In that bitter era she pulled three riders from torn air and coaxed two dragons back from the edge of unmaking. The third would not come. Ysara watched him rise into a storm that would never tire and understood, finally, that leadership was not a crown of victories but a ledger of honest costs. She began to keep such a ledger in her own tight hand: names of riders she could not save, names of towns that still had roofs because she and her flight arrived in time. It was not balance. It was witness.
Twilight.
By the time the world dimmed into wary survival, Ysara’s audacity had calcified into purpose. The Wardens’ standard-bearers were fewer. The eyries felt cavernous where laughter used to echo. A new leader, the Flamebearer, took command of Itharûn’s battered strength and found in Ysara a lieutenant who did not mistake sentiment for softness or resolve for cruelty.
She spent those years rebuilding the discipline of the flights: slower drills that honored the scars of dragon and rider alike, patrols that prioritized shepherding over shattering, and quiet rituals for the fallen that did not romanticize the way they died. She turned her recklessness into a kind of hospitality for courage in others, championing young riders who trembled but mounted anyway. And she guarded the last bonded Sky-Dragons with the ferocity of a mother wolf and the etiquette of a priest.

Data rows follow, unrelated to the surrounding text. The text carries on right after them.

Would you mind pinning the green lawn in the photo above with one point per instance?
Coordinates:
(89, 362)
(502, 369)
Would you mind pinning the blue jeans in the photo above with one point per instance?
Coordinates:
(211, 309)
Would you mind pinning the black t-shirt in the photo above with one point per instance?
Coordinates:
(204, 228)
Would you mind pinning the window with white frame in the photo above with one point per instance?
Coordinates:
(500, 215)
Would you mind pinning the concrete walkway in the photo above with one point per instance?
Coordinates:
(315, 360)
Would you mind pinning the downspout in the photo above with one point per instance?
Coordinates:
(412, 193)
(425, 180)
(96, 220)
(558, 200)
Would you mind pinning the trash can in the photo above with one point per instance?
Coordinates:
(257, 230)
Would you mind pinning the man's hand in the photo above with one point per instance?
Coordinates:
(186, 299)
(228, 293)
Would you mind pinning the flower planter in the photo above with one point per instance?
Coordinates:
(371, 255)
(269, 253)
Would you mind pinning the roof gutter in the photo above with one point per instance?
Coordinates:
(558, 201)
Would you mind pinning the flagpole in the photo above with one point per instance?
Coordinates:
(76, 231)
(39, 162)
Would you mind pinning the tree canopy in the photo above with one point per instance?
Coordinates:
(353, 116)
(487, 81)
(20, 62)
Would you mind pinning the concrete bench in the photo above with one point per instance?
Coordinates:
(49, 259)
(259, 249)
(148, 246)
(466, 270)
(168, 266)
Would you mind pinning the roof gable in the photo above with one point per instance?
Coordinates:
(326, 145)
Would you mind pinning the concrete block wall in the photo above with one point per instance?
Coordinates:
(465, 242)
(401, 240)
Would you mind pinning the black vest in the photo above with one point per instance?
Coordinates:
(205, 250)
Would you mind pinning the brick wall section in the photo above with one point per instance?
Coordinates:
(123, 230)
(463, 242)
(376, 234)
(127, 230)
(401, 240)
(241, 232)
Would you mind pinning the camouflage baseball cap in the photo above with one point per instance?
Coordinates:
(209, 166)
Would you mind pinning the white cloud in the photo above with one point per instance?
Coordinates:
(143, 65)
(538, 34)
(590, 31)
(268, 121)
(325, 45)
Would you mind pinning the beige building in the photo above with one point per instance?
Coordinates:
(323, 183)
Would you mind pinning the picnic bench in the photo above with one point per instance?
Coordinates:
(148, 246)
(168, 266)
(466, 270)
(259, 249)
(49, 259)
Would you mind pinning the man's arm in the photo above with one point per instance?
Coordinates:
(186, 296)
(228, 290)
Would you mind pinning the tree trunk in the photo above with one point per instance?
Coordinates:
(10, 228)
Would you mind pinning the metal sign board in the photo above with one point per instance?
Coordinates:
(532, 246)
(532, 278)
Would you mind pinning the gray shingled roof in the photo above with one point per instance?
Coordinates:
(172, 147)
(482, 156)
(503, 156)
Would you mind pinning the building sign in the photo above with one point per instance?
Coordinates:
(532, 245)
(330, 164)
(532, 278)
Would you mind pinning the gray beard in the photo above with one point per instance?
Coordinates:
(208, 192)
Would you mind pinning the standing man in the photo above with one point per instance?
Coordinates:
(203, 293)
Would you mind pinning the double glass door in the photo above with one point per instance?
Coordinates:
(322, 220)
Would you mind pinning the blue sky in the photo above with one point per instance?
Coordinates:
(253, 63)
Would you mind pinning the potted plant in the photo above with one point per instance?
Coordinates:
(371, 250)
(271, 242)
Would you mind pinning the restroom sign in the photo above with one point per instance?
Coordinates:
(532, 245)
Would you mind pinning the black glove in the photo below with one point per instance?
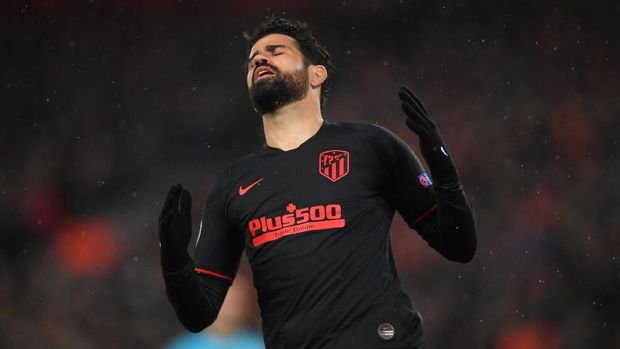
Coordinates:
(432, 146)
(175, 229)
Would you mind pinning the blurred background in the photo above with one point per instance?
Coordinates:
(105, 104)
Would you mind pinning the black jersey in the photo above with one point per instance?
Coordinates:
(314, 222)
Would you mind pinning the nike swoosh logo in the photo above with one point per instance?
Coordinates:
(243, 190)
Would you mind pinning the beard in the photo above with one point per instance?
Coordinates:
(273, 93)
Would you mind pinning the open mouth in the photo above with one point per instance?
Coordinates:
(262, 72)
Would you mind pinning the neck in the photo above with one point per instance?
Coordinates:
(290, 126)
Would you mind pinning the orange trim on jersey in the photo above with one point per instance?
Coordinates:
(297, 229)
(423, 215)
(212, 273)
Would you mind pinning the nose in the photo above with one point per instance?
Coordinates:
(259, 60)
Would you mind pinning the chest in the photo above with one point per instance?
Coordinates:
(308, 190)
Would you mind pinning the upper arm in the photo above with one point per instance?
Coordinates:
(220, 243)
(407, 186)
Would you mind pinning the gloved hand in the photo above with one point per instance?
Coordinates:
(432, 146)
(175, 228)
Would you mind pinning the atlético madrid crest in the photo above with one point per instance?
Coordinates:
(334, 164)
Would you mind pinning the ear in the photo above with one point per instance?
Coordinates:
(318, 74)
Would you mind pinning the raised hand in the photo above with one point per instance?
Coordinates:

The Last Sky War paired her against Thar Zûl’s ash riders more than once. Ysara learned the Ember Choir’s rhythm and cut across it, not for glory but to pull fire away from refugee roads and grain stores. When the war ended with too much silence and not enough justice, she returned to Highspire with smoke in her hair and an unspent oath in her mouth. Grief did not make her smaller; it made her exact. She could be seen at dawn on the highest ring, palm on a warm scale, whispering the promises she would keep today—out loud, where the wind could hear and the dragon could answer.
Ysara Flamewing’s legend is not a single bright act but a long fidelity to difficult skies. She is still the rider who laughs when the wind tries to throw her; she is also the commander who calls a retreat before pride becomes a grave. She believes the pact between dragon and mortal is a living thing, not a relic—and that living things require tending: honest reports, clean repair, names spoken, courage taught without cruelty. The young look up when she passes. Veterans lift two fingers from sword or brush or ledger in a sign older than banners: we fly together.